Karen (Pease ’93) Davie
I had several wonderful professors in my time at Houghton! I took three theater classes with Bruce Brenneman, not because acting was my passion, but because he was so great. I was headed to his class one day, and he caught me up saying, “Hey, I think your mom just called for you as I was walking by the switchboard. Want to use my office phone to call home?” I did, to find out my grandfather had passed away unexpectedly. What I love about this occurrence is that Bruce, like many profs at Houghton, knew his students by first and last name and face, knew enough to know a call mid-day from home was exceptional, and was kind and compassionate enough to let me have the privacy of his office to return that sad call. Houghton was exactly the place I needed to be for my college career, and I am ever grateful for all of the professors who invested time, energy and kindness in it and me.
Stephanie Garrity ’90
Professor Zoller taught me the importance of ENGAGING THE SENSES to make the best writing. Don’t talk abstract; talk about the smells, the sights, the sounds. Make it vivid by making it tangible and real! Professor Leax taught me that the writing is its own reward. Keep at it, no matter what.
Matthew Owen ’94
I never had the pleasure of a class or theater with Bruce Brenneman, but Bruce invested time in me and many others far from home. Bruce welcomed everyone with open arms and could always be counted on for wise counsel. Later, Bruce continued as a treasured mentor when I joined him on the HC faculty. I had the unique privilege of breaking bread with him on my first day and on my last day at Houghton, both as student and faculty.
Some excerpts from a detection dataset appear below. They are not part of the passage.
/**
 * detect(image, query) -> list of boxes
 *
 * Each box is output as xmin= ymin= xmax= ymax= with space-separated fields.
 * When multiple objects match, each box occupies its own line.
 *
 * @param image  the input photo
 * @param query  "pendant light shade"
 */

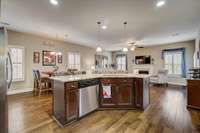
xmin=122 ymin=48 xmax=128 ymax=52
xmin=130 ymin=45 xmax=136 ymax=51
xmin=122 ymin=21 xmax=128 ymax=52
xmin=96 ymin=21 xmax=102 ymax=52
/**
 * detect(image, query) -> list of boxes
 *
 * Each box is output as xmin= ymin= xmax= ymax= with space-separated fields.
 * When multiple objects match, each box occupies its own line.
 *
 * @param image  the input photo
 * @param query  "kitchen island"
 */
xmin=50 ymin=74 xmax=150 ymax=126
It is from Bruce that I saw a Godly example of choosing to show empathy and genuine concern for others.
Paul Watson II ’98
I thought I was a great writer/communicator; then, I met Prof. Wing. His uncanny way of showing me that there was always a way to say/communicate “it” better has stayed with me. It is with Prof. Wing I honed my technical writing abilities and sharpened my quick responses and wit in the face of troubling scenarios. It was over spaghetti dinners that I truly understood the impact of the spoken word.
Paul Watson II ’98
I have certainly appreciated all of my professors at Houghton for many reasons. The biggest reason is probably how they all pointed us to Christ, and they always began every class with prayer, a hymn or both. Professor Ted Norton used to say something that has stuck with me very clearly ever since. He taught woodwinds in the Music department, and his saying referred to practicing fingerings, scales, etc., but it applies to all of life as well as being a Christian. He said, “True freedom begins when necessary restrictions are buried in habit.” This is one of those sayings that has layers of truth and meaning that hit you when you least expect it and surprises you with its depth AND simplicity. I have gained freedom in my walk with Christ because I have applied this idea to the way I live, and I have shared his saying in several different venues. Several of us called Mr. Norton “Dr. Norton” because we felt that he deserved it, even though he was not a Dr.
Patricia Havens ’93
Carl Schultz was the first professor I met when I came to visit Houghton before my senior year. He was so kind, spent time with my parents and me talking about what his department could offer me as a student. He was obviously brilliant but talked to me as if we were peers.